How to make things dirty and thick

Red_Orb

New member
I've been bumping loads of Madlib this week and the one thing that gets me with his beats is how dirty the basses and drums sound. For example, if you listen to the beat for "Auditorium" by Mos Def. You'll get what I mean. I know these are samples and he works completely out the box recording everything on tape... I ain't got that kinda hollywood budget so I need to know if I can achieve a decent emulation of this sound using what I have in the box.
 
You could use a specific plugin like CamelPhat or something similar. I'm sure everyone has their favorite, this one just happens to be free. There are tons of dope ones out there that do different types of distortions very well, so it's worth investing a few hours checking them out.

When I think "dirty and thick" I think that usually someone is using serial distortion and some neat eq techniques. This can also be achieved by layering your drum sounds, which creates dynamics and punch and depending on the samples you choose, some grit. An electronic drum sound combined with a sampled acoustic drum sound is a common technique that works really well.
 
Poop tons of compression, and sometimes probably just 2-tracked from a sp303 without proper mixing in some cases.
I think Madviilliany was mostly sp303>cassette tape.
The heavy compression was likely the vinyl sim effect on the sp303, and then some additional eq, and compression done at the mastering stage.
Pretty sure madlib cut the mixing engineers out of the process on many albums.

You can get similar sounds in the computer, but I'll admit emulating the mpc sound is far easier that the Boss/Roland sp line.
Just DL a ton of free lo-fi, tape emulation, and compressor plugins.
Nebula free, Ferric TDS, Wow&flutter, Time machine, Blockfish compressor, Boogex, Rough rider compressor, and density 3 are all a good start. I could go on. This is one area when DL'ing a ton of vst's isn't a bad idea.
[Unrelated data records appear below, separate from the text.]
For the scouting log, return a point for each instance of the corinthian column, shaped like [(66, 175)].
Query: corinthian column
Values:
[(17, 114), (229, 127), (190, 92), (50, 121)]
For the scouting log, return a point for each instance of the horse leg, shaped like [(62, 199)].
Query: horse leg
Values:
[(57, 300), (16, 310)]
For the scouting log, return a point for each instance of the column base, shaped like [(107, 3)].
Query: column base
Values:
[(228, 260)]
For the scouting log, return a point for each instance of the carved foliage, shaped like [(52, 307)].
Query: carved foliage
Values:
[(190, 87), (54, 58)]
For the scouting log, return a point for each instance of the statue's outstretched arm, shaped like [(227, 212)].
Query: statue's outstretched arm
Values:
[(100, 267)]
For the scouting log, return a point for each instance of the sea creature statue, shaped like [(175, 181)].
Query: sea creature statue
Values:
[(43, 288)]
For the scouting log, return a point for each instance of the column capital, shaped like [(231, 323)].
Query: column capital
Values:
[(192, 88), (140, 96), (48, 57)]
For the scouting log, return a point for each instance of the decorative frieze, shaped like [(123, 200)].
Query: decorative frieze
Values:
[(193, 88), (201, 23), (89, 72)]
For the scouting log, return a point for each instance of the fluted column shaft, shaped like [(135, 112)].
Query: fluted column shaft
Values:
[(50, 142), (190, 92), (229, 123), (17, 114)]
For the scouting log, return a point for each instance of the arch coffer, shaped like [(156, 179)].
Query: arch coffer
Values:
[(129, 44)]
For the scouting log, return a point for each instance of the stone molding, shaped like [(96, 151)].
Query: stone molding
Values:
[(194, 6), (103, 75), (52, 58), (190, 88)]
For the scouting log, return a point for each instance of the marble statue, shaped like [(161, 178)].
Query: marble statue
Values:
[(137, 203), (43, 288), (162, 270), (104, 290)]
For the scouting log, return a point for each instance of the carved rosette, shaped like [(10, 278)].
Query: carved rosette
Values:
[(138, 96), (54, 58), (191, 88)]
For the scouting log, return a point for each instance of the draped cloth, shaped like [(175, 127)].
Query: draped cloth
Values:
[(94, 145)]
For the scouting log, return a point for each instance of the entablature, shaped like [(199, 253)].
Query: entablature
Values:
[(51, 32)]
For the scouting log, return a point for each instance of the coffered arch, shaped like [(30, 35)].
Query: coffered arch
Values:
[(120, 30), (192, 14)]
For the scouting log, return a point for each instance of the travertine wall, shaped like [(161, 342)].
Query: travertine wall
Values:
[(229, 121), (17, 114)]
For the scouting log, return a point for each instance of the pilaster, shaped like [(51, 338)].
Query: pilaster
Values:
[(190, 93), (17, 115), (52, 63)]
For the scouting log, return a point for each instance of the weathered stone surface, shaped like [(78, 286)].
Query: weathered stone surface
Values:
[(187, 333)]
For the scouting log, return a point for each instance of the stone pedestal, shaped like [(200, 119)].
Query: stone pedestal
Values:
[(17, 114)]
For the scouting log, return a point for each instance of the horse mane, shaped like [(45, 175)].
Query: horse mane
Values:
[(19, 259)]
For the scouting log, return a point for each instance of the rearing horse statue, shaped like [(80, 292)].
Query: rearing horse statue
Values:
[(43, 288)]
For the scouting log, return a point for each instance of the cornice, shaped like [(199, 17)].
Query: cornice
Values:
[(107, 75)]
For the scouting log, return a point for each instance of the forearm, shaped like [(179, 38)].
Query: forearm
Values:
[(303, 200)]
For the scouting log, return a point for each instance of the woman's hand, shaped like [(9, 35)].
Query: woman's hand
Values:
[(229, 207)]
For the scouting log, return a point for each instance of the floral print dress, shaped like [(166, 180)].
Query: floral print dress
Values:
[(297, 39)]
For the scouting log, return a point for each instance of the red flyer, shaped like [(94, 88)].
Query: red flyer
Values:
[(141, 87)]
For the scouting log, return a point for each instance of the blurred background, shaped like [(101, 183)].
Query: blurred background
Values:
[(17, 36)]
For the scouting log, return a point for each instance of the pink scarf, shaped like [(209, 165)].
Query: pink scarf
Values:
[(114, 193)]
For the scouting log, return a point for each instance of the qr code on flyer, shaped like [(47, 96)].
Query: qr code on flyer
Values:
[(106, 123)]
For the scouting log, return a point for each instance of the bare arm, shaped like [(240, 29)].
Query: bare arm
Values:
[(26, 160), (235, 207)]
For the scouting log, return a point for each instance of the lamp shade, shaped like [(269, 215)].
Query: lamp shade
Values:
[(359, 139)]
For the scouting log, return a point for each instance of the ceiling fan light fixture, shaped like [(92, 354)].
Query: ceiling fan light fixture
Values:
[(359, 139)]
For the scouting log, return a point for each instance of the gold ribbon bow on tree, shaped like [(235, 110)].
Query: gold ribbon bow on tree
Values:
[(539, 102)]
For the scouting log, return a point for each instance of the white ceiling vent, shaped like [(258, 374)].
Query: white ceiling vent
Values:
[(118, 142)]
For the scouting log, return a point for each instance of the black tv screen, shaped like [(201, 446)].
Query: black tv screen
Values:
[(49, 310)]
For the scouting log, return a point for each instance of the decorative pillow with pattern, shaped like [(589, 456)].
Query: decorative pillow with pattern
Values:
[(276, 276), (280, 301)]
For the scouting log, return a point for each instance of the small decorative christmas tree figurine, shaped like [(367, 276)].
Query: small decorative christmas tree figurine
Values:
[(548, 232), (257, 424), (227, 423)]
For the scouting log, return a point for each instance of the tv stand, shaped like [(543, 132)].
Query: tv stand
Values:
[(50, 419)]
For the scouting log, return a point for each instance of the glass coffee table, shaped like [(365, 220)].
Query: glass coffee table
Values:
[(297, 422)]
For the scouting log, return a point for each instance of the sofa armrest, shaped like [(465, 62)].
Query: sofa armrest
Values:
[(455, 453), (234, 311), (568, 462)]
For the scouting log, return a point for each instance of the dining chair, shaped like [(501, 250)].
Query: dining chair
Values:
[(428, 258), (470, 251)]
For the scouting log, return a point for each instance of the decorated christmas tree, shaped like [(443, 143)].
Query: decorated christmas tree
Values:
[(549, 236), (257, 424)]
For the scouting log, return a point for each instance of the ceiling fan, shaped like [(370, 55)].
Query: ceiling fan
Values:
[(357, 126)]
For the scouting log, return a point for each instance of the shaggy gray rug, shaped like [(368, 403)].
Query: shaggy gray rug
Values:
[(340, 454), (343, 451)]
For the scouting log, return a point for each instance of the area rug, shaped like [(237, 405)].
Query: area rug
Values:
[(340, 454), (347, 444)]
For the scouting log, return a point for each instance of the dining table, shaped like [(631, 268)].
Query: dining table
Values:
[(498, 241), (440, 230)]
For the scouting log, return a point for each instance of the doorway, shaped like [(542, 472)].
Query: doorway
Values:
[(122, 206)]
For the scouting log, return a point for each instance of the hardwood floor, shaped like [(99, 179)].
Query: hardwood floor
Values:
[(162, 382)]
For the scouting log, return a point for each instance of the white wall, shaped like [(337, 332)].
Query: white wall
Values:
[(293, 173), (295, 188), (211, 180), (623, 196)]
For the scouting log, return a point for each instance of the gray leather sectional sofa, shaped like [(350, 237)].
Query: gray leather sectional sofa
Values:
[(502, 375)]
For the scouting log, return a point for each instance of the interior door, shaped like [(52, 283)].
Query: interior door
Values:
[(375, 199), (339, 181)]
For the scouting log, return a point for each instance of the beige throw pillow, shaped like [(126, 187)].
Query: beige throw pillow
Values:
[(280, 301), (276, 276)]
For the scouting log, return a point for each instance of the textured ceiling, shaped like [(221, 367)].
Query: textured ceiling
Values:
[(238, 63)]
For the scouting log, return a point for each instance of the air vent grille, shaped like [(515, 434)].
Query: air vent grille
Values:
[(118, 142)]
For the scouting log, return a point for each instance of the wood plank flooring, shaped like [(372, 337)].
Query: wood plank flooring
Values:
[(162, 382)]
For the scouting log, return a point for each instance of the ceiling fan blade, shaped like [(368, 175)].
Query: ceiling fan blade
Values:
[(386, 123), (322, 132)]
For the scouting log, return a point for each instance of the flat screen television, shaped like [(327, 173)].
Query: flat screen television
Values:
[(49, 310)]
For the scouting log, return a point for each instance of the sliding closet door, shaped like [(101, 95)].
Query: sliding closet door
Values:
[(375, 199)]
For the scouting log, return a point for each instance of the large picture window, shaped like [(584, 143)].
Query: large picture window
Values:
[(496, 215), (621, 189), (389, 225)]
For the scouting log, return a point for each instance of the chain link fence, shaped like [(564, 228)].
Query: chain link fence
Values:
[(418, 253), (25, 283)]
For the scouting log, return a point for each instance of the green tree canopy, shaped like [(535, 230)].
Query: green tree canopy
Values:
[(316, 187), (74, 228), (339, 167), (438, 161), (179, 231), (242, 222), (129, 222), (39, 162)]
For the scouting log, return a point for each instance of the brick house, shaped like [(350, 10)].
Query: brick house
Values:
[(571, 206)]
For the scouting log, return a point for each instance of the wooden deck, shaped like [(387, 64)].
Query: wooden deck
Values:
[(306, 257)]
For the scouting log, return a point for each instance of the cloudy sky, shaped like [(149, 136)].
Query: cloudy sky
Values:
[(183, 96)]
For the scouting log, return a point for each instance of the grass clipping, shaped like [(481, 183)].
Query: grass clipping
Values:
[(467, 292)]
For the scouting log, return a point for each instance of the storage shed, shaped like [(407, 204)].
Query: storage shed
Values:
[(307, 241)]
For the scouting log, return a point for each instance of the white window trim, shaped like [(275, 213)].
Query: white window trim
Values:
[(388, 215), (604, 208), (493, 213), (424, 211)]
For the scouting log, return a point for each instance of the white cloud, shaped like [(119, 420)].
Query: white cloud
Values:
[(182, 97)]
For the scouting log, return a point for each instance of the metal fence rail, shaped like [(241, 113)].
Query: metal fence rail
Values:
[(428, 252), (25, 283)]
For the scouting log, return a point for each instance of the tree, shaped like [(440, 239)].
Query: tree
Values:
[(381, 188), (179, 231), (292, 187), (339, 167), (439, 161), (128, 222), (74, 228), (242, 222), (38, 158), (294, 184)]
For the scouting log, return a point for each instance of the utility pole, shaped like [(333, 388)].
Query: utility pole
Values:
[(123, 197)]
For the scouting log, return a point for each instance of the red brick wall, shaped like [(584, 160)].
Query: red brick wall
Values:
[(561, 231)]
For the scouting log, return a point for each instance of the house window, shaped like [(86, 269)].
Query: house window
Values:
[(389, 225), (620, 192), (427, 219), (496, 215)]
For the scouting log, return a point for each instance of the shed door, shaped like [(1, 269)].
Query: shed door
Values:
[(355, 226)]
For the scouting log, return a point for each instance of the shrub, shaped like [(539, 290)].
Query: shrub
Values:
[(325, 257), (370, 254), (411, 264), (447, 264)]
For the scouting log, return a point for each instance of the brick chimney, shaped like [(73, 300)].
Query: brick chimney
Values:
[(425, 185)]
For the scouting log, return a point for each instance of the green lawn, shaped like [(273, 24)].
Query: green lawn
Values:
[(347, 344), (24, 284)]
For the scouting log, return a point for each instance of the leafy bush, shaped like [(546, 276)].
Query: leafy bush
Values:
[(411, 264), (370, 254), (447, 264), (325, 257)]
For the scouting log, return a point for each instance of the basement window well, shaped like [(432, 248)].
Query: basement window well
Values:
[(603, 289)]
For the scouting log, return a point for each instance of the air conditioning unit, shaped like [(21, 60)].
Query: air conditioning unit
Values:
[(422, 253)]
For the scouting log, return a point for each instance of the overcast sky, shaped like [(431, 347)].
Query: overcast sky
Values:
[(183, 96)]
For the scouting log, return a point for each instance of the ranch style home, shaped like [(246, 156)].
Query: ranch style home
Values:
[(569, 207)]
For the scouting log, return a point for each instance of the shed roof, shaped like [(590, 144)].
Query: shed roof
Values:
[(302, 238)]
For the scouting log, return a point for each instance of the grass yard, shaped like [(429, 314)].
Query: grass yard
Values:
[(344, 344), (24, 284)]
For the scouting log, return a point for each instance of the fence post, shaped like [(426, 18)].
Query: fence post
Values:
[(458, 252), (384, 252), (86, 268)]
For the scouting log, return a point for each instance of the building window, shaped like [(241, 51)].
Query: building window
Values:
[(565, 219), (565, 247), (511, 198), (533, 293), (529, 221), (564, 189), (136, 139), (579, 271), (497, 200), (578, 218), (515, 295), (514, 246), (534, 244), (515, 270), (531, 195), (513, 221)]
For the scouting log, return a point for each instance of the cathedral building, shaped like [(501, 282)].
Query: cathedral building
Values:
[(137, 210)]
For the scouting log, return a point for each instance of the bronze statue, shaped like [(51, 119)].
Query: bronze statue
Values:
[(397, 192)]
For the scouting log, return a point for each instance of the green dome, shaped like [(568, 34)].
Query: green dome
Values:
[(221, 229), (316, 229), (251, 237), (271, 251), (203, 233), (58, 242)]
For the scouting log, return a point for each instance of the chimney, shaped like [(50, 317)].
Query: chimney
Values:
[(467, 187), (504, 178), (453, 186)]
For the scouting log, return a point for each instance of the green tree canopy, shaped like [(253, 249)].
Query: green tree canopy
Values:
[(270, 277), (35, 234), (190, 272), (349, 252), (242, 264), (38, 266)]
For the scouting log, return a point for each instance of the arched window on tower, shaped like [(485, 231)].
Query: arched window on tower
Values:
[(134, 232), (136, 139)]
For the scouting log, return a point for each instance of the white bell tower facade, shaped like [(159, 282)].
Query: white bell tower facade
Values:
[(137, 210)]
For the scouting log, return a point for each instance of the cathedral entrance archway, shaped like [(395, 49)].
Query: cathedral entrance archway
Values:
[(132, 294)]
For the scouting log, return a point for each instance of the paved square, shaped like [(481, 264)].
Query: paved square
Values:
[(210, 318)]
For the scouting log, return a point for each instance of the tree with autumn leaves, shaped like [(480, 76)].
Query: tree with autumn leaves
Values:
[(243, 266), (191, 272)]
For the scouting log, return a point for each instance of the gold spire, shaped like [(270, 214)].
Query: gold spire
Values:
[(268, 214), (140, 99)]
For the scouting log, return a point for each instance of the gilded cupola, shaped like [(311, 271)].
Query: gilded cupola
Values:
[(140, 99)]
You literally need to just mess with all these plugs, and see what works for U.
Nebula is lush BTW, and seems to make all your other plugins sound better, but uses a lot of cpu. Put it on the master channel.
 
Try using a bit crusher to get the lo-fi sound. Instead of sampling at 24 or 16 bit, decrease it down to 12 bit and you'll get that classic little hiss and punch of the early 1990 samplers. If you want the low end, just filter your sample on another track and eq as appropriate. Use tons of compression if you want it dirty as well.